Ken Blackburn

Personal information
- Full name: Kenneth Alan Blackburn
- Date of birth: 13 May 1951 (age 73)
- Place of birth: Wembley, England
- Position(s): Centre forward

Youth career
- Cheltenham Town
- 1968–1969: Brighton & Hove Albion

Senior career*
- Years: Team / Apps / (Gls)
- 1969–1970: Brighton & Hove Albion / 1 / (1)
- 1970–19??: Dover
- Gloucester City

= Ken Blackburn (footballer) =

English footballer

Kenneth Alan Blackburn (born 13 May 1951) is an English former professional footballer who played as a centre forward in the Football League for Brighton & Hove Albion.

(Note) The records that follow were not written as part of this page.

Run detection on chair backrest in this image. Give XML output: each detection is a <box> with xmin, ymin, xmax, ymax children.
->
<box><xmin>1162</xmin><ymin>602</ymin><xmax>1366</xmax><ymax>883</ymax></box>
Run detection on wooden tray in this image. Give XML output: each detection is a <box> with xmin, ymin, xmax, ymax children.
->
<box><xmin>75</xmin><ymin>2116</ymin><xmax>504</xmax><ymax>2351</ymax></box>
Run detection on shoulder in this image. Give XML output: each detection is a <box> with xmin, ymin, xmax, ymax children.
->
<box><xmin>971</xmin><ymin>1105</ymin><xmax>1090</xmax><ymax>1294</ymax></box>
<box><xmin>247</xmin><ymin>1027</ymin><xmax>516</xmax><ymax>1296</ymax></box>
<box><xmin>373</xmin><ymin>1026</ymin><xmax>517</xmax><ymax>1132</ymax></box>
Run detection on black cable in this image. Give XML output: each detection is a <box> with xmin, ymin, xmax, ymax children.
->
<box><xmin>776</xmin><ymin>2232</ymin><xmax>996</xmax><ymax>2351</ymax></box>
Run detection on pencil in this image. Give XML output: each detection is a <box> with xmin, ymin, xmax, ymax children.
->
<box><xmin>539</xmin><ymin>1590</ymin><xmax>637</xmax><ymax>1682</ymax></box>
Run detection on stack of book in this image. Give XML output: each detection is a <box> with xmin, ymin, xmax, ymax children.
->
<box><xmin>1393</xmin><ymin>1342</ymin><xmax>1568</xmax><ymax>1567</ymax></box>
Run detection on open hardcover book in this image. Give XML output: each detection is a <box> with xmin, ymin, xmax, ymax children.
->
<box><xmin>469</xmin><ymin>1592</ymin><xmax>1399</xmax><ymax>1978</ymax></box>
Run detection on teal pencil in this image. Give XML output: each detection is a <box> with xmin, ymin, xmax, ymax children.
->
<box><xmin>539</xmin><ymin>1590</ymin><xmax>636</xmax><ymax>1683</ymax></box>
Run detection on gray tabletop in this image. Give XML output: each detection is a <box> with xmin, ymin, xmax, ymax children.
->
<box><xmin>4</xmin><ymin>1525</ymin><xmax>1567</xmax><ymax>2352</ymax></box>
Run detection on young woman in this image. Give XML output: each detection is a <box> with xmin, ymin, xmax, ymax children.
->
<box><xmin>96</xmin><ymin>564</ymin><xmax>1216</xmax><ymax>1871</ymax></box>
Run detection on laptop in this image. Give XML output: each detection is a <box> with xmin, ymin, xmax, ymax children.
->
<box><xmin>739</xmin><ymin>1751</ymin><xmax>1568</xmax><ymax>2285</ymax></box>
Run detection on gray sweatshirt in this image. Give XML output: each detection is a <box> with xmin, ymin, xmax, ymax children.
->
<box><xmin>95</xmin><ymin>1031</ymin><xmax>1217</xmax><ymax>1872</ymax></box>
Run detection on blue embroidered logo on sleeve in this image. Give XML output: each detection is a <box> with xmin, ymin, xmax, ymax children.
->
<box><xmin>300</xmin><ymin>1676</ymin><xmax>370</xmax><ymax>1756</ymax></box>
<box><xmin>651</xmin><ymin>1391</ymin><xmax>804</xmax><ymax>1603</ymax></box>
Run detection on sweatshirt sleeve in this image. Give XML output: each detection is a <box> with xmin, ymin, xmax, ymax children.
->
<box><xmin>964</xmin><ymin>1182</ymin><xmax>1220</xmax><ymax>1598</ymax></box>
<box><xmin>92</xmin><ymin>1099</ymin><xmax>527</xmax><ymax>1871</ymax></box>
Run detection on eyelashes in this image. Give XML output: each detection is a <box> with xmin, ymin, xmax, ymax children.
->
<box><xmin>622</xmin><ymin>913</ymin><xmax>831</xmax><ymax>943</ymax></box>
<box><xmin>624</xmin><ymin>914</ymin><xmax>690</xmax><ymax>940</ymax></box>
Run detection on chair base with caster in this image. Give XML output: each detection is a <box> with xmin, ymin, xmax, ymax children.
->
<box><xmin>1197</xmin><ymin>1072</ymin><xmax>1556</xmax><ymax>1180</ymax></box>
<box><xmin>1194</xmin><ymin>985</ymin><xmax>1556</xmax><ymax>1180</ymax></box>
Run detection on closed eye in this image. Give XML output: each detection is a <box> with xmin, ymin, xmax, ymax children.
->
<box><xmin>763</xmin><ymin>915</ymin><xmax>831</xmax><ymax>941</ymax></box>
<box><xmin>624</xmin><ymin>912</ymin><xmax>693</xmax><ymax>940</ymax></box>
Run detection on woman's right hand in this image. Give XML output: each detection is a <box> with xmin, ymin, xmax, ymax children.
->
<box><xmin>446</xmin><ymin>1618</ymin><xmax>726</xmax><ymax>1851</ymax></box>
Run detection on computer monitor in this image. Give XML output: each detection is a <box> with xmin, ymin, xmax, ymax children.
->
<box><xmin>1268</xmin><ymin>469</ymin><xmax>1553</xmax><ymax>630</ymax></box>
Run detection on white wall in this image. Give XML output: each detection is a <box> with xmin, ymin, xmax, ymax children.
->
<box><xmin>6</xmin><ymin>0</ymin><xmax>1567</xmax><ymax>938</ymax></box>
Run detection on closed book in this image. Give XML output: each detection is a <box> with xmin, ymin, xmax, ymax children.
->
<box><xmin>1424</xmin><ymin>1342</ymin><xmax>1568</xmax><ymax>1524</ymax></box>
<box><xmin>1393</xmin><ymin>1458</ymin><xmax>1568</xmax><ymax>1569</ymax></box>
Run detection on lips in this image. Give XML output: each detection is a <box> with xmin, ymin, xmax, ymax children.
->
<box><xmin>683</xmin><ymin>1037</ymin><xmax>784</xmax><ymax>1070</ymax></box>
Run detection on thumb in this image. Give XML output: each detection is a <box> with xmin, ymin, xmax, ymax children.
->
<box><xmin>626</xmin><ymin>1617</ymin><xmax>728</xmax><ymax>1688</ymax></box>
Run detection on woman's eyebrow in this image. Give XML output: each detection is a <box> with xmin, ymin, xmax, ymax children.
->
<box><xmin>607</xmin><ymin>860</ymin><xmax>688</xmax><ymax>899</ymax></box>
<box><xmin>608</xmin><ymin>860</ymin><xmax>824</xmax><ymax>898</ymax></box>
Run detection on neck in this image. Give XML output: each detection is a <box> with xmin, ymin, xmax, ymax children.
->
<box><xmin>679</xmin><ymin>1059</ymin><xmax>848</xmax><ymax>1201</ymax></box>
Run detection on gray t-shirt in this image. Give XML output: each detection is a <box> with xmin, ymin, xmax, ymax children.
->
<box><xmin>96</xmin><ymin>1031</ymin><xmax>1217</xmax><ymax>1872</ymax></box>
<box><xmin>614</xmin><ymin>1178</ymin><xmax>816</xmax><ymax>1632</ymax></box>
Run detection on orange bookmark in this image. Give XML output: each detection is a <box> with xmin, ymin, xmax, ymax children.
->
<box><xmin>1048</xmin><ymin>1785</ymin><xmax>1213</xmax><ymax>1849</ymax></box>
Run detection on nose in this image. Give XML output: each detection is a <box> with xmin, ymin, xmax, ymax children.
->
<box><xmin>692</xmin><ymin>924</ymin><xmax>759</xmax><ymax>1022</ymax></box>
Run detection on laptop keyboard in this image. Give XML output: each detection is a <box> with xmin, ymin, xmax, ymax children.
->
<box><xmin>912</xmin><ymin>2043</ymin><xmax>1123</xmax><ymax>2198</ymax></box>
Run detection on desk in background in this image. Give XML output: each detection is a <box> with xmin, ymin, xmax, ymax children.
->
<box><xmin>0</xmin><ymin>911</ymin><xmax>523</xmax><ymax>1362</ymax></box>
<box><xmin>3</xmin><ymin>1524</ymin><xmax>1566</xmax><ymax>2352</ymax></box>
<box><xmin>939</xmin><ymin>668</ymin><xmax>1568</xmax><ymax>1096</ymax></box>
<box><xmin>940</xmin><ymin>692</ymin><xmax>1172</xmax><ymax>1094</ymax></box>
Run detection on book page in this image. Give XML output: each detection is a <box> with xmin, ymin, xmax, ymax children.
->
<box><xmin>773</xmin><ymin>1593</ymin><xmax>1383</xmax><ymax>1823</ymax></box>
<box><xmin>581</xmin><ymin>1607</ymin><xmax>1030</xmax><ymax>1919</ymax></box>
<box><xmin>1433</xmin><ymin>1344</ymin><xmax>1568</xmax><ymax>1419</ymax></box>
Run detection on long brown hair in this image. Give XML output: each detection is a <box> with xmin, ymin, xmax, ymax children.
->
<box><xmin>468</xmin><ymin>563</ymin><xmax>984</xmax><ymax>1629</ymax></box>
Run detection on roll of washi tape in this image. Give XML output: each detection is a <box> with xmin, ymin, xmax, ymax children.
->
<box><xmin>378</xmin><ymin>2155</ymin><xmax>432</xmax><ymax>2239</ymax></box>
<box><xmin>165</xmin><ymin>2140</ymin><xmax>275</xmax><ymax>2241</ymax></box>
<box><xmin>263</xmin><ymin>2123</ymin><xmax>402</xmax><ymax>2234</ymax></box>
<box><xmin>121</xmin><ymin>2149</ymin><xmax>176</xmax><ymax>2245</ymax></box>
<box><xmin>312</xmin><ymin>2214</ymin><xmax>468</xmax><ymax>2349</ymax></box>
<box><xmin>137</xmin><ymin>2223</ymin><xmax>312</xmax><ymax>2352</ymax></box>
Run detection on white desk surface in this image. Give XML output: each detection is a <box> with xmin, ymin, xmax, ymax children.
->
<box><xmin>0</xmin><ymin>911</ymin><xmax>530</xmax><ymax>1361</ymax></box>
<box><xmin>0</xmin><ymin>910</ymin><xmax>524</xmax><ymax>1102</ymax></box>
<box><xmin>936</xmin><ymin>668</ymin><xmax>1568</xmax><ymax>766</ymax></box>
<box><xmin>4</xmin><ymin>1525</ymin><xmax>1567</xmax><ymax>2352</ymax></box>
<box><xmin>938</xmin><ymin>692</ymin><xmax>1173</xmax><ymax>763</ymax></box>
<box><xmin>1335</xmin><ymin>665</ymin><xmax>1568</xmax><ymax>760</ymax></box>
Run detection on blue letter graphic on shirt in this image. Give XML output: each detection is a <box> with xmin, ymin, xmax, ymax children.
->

Born in Wembley, Middlesex, and raised in the west of England, Blackburn played both rugby and football to representative level as a schoolboy. He played for Cheltenham Town as a youngster, joined Brighton & Hove Albion as an apprentice, and made his debut on 3 March 1969 in the Third Division, scoring the last-minute winner away to Shrewsbury Town. That was his only first-team appearance. He turned professional in May 1969, but was released at the end of the following season and went on to play non-league football for clubs including Dover and Gloucester City. He took up coaching, and spent 19 years as head of youth football at Gloucester City before taking up a similar role at Tuffley Rovers in 2018.